Mr Malyshev has a doctorate in astrophysics from Princeton. In 2008, he made more than $1bn for the hedge fund Citadel while serving as its head of high-frequency trading. Teza’s profile rose after it hired Sergey Aleynikov, a programmer who was convicted, and later exonerated, for stealing trading software codes from his former employer, Goldman Sachs.

Teza’s situation reflects broader pressures within the industry, where increasing sums are spent on telecoms infrastructure, computer algorithms and exchange fees in order to be an instant faster than others. Chopper Trading, another HFT group, quit the arms race last year when it sold out to competitor DRW.

The Teza payroll expanded from about 45 employees in 2013 to peak at 117 about a year ago. It has dropped to 93, Mr Malyshev said.

Teza in July began approaching investors with potential deals including purchasing equity in the core proprietary business, licensing its technology and becoming a partner in the fund business, three people familiar with the matter said.

Virtu Financial, a trading group based in New York, acquired wireless capacity and hardware from Teza in Europe and the US, including microwave towers that beam market information, people familiar with the matter said.

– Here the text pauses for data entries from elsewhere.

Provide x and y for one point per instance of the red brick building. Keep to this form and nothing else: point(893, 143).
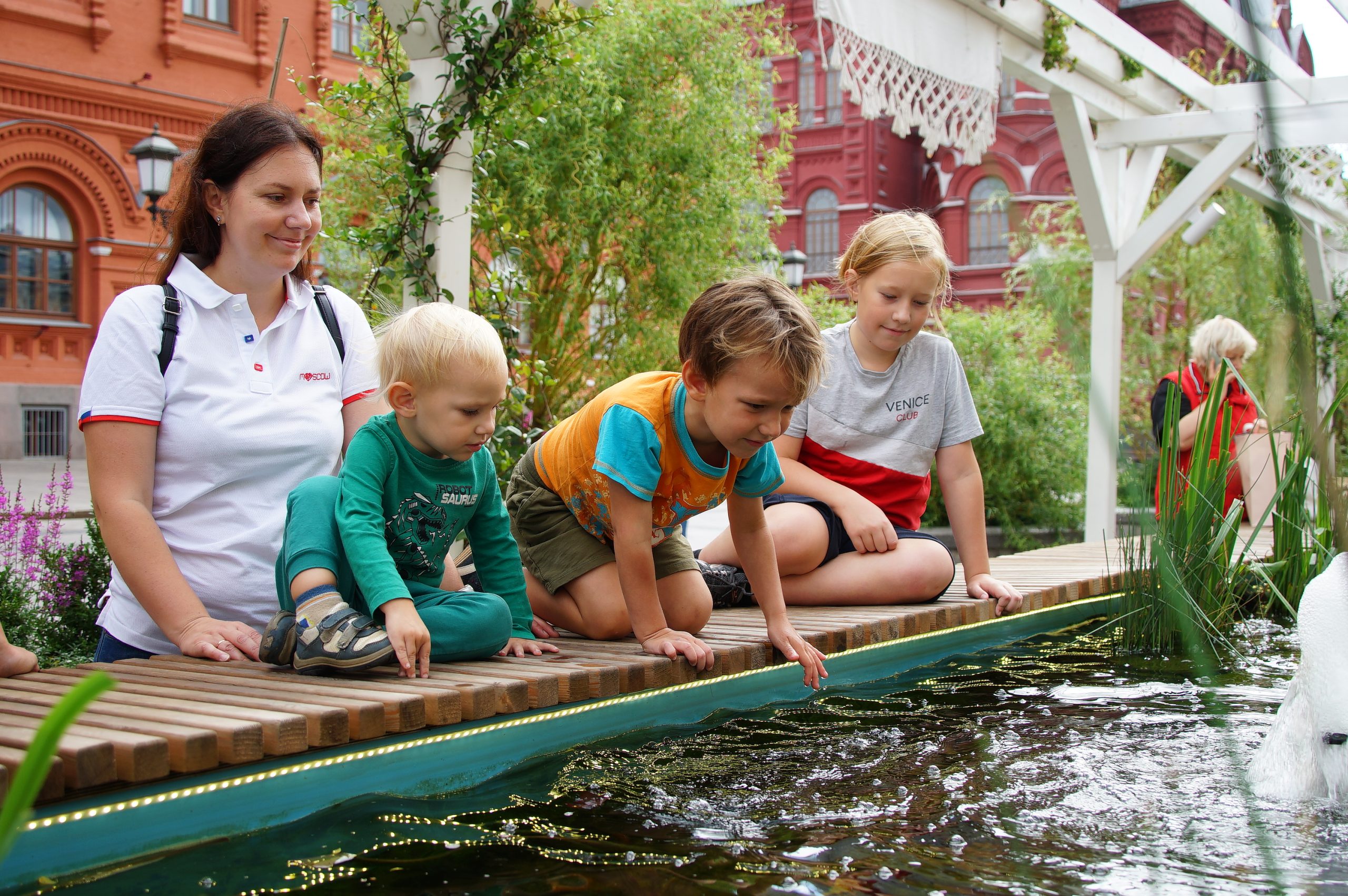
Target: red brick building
point(847, 169)
point(81, 83)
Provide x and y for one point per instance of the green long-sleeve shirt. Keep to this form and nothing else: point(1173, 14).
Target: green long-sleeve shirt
point(400, 511)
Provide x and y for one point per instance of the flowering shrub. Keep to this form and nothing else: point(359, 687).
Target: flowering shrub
point(49, 592)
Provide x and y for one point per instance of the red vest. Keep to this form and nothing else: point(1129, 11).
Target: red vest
point(1238, 405)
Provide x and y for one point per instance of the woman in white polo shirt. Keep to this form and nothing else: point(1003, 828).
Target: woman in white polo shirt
point(191, 464)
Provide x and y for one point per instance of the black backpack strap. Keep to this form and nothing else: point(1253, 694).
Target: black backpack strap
point(173, 310)
point(329, 316)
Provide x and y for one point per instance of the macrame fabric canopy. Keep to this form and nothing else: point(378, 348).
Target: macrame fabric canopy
point(930, 65)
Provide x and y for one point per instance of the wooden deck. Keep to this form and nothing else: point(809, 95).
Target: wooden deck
point(172, 716)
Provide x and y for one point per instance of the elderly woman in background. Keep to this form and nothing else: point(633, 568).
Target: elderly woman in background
point(1195, 384)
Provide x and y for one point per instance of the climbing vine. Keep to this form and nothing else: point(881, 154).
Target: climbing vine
point(1056, 41)
point(390, 147)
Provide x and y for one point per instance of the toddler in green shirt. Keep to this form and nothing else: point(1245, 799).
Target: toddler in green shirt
point(372, 541)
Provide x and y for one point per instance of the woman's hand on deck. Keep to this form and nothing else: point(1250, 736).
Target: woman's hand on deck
point(867, 526)
point(216, 640)
point(670, 643)
point(994, 589)
point(409, 636)
point(521, 646)
point(796, 649)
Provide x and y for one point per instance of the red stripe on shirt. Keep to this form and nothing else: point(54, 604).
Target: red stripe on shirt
point(114, 418)
point(899, 495)
point(358, 396)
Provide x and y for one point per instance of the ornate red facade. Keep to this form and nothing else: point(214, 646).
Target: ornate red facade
point(873, 170)
point(84, 81)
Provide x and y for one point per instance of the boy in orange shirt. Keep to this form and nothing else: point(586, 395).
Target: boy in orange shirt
point(596, 504)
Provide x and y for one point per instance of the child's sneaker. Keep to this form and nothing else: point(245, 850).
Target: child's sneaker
point(345, 642)
point(730, 585)
point(278, 640)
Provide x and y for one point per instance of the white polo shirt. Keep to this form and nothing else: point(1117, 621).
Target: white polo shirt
point(243, 418)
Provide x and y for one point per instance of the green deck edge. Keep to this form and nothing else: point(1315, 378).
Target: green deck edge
point(83, 834)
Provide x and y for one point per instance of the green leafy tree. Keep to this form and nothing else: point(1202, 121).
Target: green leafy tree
point(630, 181)
point(1033, 413)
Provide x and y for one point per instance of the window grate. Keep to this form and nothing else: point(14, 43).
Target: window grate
point(45, 430)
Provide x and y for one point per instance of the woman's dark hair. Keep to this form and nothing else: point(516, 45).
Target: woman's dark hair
point(234, 143)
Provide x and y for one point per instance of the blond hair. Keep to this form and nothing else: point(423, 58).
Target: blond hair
point(898, 236)
point(1214, 339)
point(422, 345)
point(747, 316)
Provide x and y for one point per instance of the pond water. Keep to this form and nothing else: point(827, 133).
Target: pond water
point(1045, 767)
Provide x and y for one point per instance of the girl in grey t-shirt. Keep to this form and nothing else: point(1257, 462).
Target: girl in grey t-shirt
point(858, 453)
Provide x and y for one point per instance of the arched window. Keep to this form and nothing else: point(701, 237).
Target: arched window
point(821, 231)
point(805, 88)
point(988, 227)
point(37, 254)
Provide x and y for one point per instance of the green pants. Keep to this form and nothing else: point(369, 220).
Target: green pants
point(463, 624)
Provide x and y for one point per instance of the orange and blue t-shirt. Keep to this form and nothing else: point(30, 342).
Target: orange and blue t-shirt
point(634, 434)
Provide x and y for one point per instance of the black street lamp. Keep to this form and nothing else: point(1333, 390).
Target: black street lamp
point(793, 262)
point(154, 163)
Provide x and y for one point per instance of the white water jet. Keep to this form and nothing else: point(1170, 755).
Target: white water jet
point(1305, 753)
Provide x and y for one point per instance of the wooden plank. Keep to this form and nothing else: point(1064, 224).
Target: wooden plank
point(545, 689)
point(138, 758)
point(53, 786)
point(320, 725)
point(191, 750)
point(87, 762)
point(282, 733)
point(479, 699)
point(364, 717)
point(236, 740)
point(440, 704)
point(657, 671)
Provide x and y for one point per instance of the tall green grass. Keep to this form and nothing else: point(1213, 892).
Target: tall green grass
point(33, 771)
point(1188, 576)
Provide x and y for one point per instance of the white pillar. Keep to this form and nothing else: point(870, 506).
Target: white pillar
point(1103, 426)
point(453, 193)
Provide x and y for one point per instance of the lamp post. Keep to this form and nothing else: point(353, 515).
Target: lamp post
point(154, 163)
point(793, 262)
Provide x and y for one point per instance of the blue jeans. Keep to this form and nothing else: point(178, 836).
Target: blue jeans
point(111, 650)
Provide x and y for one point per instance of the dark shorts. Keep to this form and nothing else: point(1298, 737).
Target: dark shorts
point(111, 650)
point(839, 541)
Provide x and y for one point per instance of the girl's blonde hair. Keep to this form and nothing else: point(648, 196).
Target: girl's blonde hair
point(425, 344)
point(898, 236)
point(1214, 339)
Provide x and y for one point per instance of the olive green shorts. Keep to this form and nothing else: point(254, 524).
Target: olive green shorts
point(556, 547)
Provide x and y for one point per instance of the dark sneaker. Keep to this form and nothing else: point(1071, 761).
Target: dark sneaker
point(345, 642)
point(278, 640)
point(468, 570)
point(730, 585)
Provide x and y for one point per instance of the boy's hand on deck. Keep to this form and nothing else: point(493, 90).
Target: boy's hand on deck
point(796, 649)
point(409, 636)
point(670, 643)
point(867, 526)
point(521, 646)
point(994, 589)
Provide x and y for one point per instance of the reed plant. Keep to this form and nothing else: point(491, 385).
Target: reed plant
point(1177, 566)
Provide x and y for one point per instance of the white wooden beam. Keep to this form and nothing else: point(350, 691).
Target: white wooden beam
point(1099, 75)
point(1178, 127)
point(1310, 126)
point(1135, 191)
point(1254, 44)
point(1123, 38)
point(1096, 196)
point(1202, 182)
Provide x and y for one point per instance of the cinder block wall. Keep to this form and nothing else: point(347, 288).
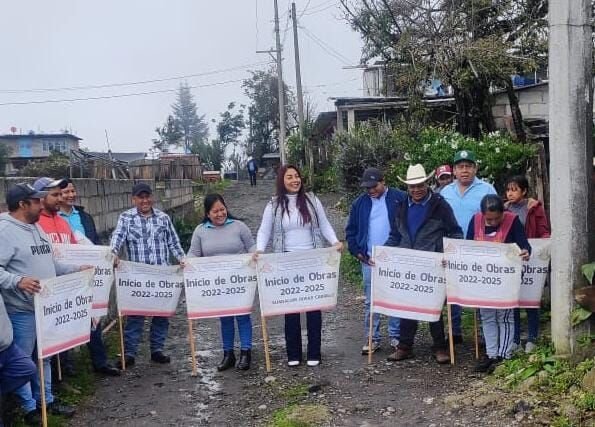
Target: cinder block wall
point(105, 199)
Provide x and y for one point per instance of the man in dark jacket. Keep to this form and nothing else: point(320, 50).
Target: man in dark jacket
point(369, 225)
point(83, 227)
point(421, 223)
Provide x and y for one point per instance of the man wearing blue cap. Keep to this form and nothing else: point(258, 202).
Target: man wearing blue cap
point(464, 196)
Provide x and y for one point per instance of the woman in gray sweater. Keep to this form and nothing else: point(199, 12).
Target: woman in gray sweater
point(221, 234)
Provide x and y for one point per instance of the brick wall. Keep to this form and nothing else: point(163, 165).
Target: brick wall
point(105, 199)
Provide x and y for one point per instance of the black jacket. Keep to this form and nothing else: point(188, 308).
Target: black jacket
point(439, 222)
point(88, 225)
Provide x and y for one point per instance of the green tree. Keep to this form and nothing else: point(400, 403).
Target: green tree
point(193, 127)
point(263, 112)
point(169, 135)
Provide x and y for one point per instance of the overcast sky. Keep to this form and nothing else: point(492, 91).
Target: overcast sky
point(70, 43)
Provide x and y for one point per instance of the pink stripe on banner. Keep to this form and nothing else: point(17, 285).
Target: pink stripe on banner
point(219, 313)
point(321, 308)
point(405, 308)
point(50, 351)
point(100, 305)
point(147, 313)
point(469, 302)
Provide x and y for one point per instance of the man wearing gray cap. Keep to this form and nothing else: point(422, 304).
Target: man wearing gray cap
point(369, 225)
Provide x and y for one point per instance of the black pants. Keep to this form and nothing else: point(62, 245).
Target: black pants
point(409, 329)
point(293, 335)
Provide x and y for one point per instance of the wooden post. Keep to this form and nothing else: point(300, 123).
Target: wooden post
point(44, 411)
point(122, 357)
point(192, 347)
point(265, 342)
point(451, 344)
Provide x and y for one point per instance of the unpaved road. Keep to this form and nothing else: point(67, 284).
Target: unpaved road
point(356, 394)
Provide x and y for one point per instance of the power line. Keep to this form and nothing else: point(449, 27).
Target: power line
point(108, 85)
point(123, 95)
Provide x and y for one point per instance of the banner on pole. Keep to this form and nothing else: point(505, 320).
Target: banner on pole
point(63, 312)
point(219, 286)
point(296, 282)
point(408, 283)
point(148, 290)
point(482, 274)
point(99, 256)
point(535, 272)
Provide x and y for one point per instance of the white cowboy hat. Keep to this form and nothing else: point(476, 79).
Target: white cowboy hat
point(416, 174)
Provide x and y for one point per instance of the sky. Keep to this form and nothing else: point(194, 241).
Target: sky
point(68, 45)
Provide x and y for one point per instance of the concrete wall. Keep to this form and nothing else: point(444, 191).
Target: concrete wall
point(533, 102)
point(106, 199)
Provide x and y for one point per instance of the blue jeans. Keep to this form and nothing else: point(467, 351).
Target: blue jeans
point(133, 332)
point(97, 348)
point(393, 322)
point(455, 313)
point(23, 326)
point(228, 332)
point(532, 325)
point(16, 369)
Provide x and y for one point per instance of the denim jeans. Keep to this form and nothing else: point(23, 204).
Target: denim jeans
point(16, 369)
point(228, 332)
point(133, 332)
point(23, 326)
point(97, 348)
point(532, 325)
point(393, 322)
point(293, 335)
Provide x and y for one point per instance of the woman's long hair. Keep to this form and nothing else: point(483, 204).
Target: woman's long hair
point(210, 200)
point(302, 200)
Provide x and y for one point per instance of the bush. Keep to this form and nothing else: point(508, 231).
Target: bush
point(393, 150)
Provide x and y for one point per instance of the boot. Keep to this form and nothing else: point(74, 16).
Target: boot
point(229, 360)
point(245, 359)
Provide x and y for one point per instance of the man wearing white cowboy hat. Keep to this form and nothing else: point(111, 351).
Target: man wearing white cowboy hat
point(420, 223)
point(464, 197)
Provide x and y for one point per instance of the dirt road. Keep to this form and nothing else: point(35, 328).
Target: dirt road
point(342, 391)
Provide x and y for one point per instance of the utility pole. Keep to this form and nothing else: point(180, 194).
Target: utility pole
point(281, 91)
point(571, 120)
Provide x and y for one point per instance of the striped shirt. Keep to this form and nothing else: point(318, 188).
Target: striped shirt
point(150, 240)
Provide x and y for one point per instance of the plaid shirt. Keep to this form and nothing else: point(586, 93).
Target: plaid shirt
point(149, 240)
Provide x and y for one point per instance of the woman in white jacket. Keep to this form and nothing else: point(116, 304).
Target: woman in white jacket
point(295, 221)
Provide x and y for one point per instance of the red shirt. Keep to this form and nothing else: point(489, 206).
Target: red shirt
point(56, 227)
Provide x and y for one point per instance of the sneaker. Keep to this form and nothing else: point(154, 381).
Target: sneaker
point(487, 364)
point(159, 357)
point(366, 349)
point(400, 354)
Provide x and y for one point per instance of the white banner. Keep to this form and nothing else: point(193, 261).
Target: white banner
point(535, 272)
point(148, 290)
point(296, 282)
point(482, 274)
point(408, 283)
point(99, 256)
point(63, 312)
point(219, 286)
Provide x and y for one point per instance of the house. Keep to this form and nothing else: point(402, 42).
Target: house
point(24, 148)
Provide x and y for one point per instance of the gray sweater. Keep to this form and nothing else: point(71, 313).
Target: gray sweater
point(229, 239)
point(26, 252)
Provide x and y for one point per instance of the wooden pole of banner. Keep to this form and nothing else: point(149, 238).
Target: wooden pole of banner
point(122, 357)
point(59, 367)
point(192, 347)
point(265, 342)
point(476, 334)
point(44, 412)
point(451, 344)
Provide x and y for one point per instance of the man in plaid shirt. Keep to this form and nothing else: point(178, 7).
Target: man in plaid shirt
point(150, 238)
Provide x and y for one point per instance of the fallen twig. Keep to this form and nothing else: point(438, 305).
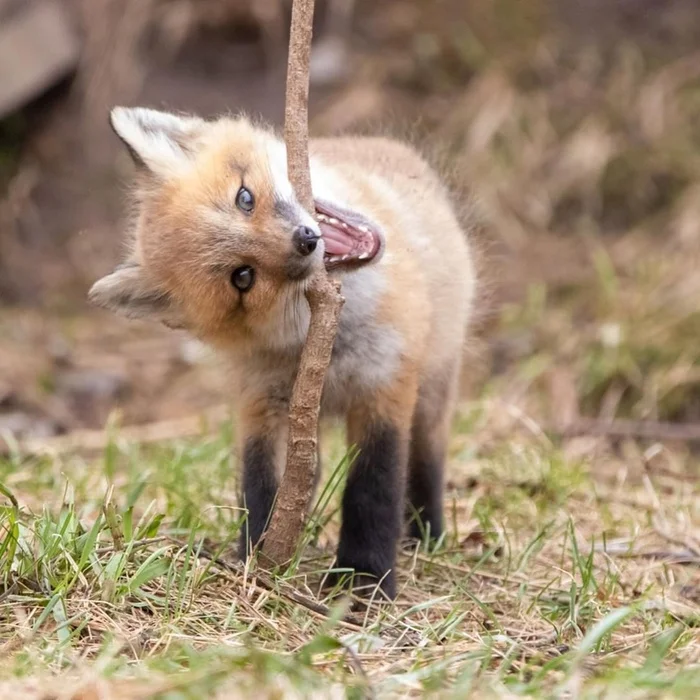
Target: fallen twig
point(280, 588)
point(641, 430)
point(325, 302)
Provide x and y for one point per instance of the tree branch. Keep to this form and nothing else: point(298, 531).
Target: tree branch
point(325, 302)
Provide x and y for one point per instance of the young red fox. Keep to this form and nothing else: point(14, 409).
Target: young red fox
point(222, 248)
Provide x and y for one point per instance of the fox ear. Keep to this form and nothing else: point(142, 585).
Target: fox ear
point(159, 141)
point(126, 292)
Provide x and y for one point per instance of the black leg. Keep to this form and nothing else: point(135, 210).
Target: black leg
point(372, 505)
point(259, 490)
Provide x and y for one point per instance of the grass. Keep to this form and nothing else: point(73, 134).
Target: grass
point(560, 574)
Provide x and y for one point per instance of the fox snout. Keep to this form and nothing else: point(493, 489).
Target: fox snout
point(305, 240)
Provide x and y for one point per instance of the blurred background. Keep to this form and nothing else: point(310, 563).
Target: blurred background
point(568, 128)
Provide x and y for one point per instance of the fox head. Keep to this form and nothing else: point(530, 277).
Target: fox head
point(219, 238)
point(220, 244)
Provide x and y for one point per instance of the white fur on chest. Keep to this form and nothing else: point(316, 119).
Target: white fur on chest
point(366, 352)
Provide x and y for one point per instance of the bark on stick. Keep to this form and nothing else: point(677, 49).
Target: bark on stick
point(323, 295)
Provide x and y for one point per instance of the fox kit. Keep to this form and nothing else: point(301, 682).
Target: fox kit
point(221, 247)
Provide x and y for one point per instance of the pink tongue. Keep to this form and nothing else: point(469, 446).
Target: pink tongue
point(335, 241)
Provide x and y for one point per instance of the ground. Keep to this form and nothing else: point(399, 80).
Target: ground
point(571, 565)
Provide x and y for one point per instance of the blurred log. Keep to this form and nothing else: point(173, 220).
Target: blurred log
point(37, 49)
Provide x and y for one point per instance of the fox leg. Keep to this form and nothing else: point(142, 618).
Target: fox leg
point(263, 428)
point(373, 500)
point(429, 438)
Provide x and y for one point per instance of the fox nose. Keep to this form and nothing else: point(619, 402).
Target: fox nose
point(305, 240)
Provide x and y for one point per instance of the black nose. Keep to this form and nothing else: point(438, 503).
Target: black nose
point(305, 240)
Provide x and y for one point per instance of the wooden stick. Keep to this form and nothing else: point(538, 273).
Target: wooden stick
point(325, 302)
point(646, 430)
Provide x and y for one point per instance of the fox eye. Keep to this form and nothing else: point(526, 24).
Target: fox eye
point(242, 278)
point(245, 200)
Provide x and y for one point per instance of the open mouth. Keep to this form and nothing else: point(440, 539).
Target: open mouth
point(348, 237)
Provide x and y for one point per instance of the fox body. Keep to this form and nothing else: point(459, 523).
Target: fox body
point(221, 247)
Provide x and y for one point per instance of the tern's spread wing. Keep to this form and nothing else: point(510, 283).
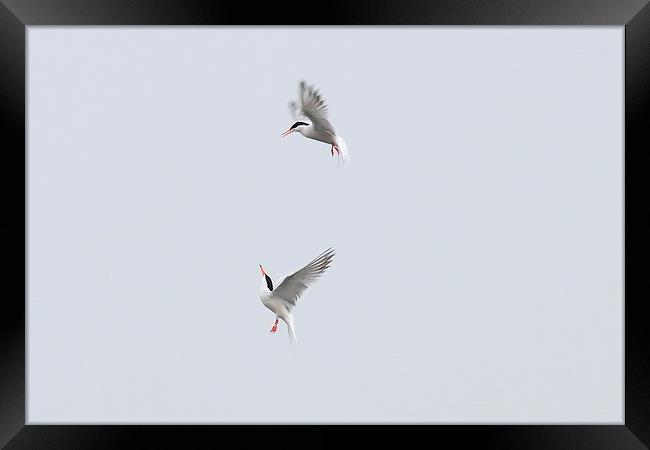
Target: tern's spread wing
point(312, 105)
point(294, 285)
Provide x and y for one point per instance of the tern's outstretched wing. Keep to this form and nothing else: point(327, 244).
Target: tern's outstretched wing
point(311, 105)
point(294, 285)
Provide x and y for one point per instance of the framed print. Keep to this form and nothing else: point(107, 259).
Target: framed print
point(407, 214)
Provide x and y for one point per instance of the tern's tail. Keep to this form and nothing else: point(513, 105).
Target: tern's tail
point(340, 143)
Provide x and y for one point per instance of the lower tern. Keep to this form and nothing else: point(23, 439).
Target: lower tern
point(284, 297)
point(312, 121)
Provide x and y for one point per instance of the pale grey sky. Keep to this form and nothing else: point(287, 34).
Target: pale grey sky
point(478, 275)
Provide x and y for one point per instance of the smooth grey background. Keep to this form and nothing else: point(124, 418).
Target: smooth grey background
point(478, 275)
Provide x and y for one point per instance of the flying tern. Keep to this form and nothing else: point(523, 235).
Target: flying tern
point(283, 298)
point(312, 120)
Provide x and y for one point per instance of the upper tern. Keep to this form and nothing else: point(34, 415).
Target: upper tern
point(312, 121)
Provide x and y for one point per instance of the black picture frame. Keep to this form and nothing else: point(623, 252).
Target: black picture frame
point(16, 15)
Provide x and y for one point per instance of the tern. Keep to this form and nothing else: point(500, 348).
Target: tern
point(284, 297)
point(312, 121)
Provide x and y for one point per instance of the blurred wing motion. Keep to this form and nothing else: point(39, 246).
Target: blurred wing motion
point(312, 106)
point(294, 285)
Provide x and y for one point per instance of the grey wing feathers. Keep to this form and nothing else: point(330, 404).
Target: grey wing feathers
point(294, 285)
point(313, 106)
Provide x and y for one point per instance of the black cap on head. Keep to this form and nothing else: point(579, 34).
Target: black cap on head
point(297, 124)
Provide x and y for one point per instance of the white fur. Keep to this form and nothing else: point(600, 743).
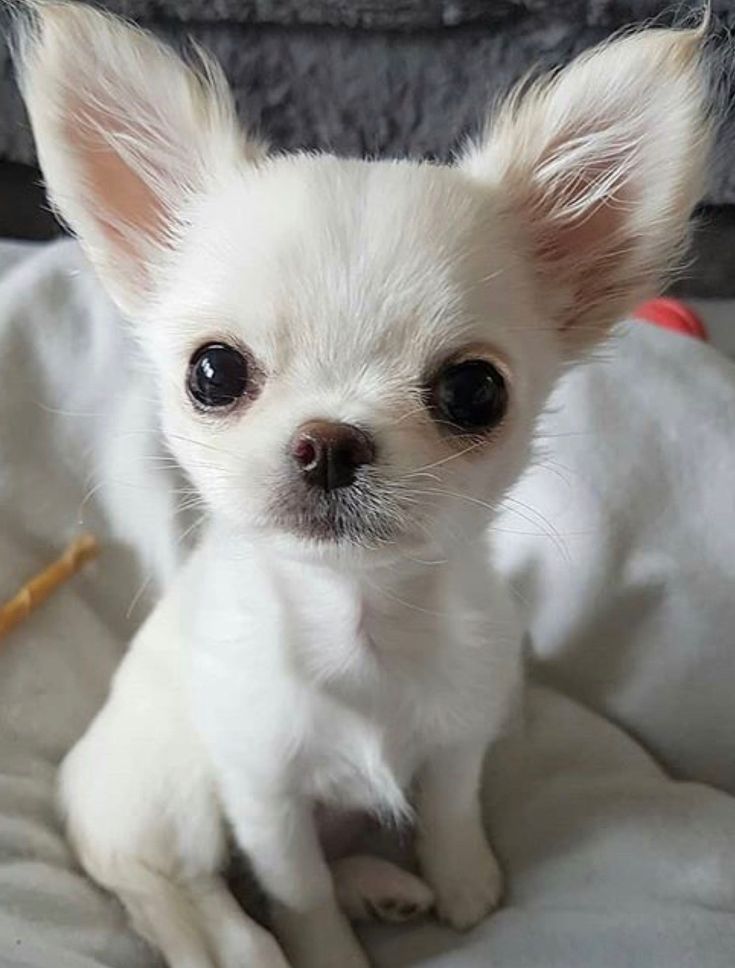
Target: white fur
point(279, 672)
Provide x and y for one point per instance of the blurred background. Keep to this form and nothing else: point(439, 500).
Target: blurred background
point(386, 78)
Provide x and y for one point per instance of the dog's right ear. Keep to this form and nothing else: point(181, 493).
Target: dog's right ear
point(127, 136)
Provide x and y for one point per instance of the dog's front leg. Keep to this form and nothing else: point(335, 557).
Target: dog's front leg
point(455, 856)
point(279, 836)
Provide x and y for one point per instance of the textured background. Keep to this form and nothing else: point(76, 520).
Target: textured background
point(376, 77)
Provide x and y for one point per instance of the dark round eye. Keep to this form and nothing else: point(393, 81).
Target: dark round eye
point(218, 375)
point(471, 395)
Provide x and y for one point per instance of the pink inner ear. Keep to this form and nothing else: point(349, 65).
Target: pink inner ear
point(127, 210)
point(579, 233)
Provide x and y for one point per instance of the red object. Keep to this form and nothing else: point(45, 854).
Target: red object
point(672, 314)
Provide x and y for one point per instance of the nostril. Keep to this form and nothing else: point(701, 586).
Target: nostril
point(306, 453)
point(329, 454)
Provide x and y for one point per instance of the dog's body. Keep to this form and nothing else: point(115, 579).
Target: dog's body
point(342, 711)
point(349, 361)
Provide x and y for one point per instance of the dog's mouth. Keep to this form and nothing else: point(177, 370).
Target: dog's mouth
point(358, 515)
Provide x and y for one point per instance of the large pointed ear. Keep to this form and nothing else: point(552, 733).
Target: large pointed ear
point(127, 134)
point(601, 164)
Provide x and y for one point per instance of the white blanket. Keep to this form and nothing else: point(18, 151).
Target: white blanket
point(621, 548)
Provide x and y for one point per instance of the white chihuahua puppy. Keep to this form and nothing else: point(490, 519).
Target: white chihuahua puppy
point(350, 358)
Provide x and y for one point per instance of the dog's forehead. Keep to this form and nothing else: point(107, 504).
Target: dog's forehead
point(334, 257)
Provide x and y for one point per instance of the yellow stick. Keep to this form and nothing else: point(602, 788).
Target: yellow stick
point(45, 583)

Virtu declined to comment.

Asked if Teza was trying to raise cash, Mr Malyshev said: “Capital is never bad.”

The hedge fund, Teza Capital Management, started managing outside money in October 2014 and contained $1.1bn as of February, according to a regulatory filing. “The future of Teza is the asset management business,” Mr Malyshev said.

The filing warned Teza Capital’s computer models could fall short, including by making “assumptions regarding the existence of relationships that appear to hold true or in fact held true in the past but that may not exist or hold true in the future”.

Speaking a day after Donald Trump won his long-shot bid for the US presidency, Mr Malyshev added: “One thing we know is that in financial markets, six-sigma events are happening with the frequency of two-sigma or even one-sigma,” the lower numbers being statistically more likely.